De pessoas humildes e sertanejas à elite da cidade, ali faziam suas compras. De pimenta do reino, café, açúcar, sal, além de armarinhos, papelaria, ferragens, medicamentos, panelas de ferro, chapas de ferro para fogões caipira, sal, café, açúcar, farinha, arroz beneficiado, fumo de rolo de fabricação caseira, agulhas, carretéis de linha, tecidos para todos os gostos e custos. Eram produtos adquiridos em Salvador, Barreiras, na Bahia, Belo Horizonte e São Paulo. Uma verdadeira epopeia naqueles tempos de estradas de terra além de outras dificuldades.
Ficou marcado em minha memória e minhas recordações aquele sobrado de dois andares e de tudo que ali se comercializava. A construção estava mais para um castelo do que simplesmente uma casa comercial e eu tinha a impressão, na minha visão de menino adolescente que lá se vendia até sonhos e ilusões.
Todas as noites um aparelho de rádio movido à bateria, era colocado numa das janelas do segundo andar e com o volume ao máximo, era ouvido pelos interessados que se aglomeravam na rua para se inteirarem do resumo das notícias do Brasil afora através noticiário diário denominado “repórter esso” ou a voz do Brasil.
Aquele comércio foi à época a versão dos grandes hipermercados de hoje. Os irmãos Póvoa iniciaram e abriram os horizontes de um comércio mais moderno para muitos outros que vieram depois deles.
Se não bastasse o comércio em si, naquele local e sob a responsabilidade dos mesmos irmãos, funcionava a primeira agência de viagens do nordeste de Goiás, onde a população adquiria passagens aéreas para locais diversos constantes do roteiro de escalas. Eram os representantes da empresa Vasp, depois Varig, depois Votec, cujos voos semanais se originavam em Goiânia e finalizavam no Estado do Pará. Vinham num dia e retornavam no outro. Eram feitas escalas em Anápolis, Arraias, Taguatinga, Dianópolis, Natividade, Porto Nacional, Carolina no Maranhão e finalizando em Belém. Bem depois foi incorporado ao roteiro a cidade de Brasília, Capital Federal.

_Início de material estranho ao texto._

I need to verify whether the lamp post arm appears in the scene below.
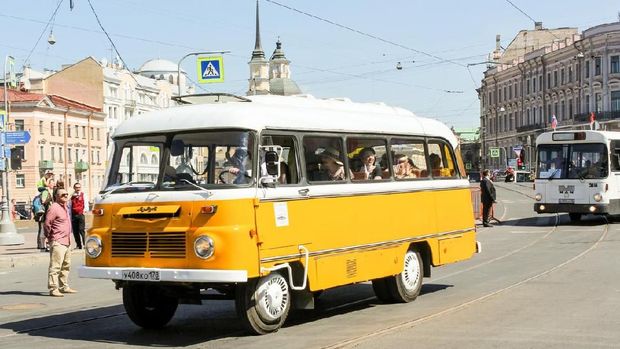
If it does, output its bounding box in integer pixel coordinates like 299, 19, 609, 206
177, 51, 230, 96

E, assim, os irmãos Póvoa contribuíram e marcaram o desenvolvimento da cidade e da região, trazendo sempre novidades e incrementando o consumo de produtos novos até então desconhecidos pela população.
Agradeço a todos que contribuíram para este artigo/crônica, complementando as lembranças que guardo de um lugar tão especial em nossas vidas.
“Quem tem ouvidos que ouça, quem tem olhos que veja!”
JOSÉ CÂNDIDO PÓVOA
É poeta, escritor e advogado; membro-fundador da Academia de Letras de Dianópolis.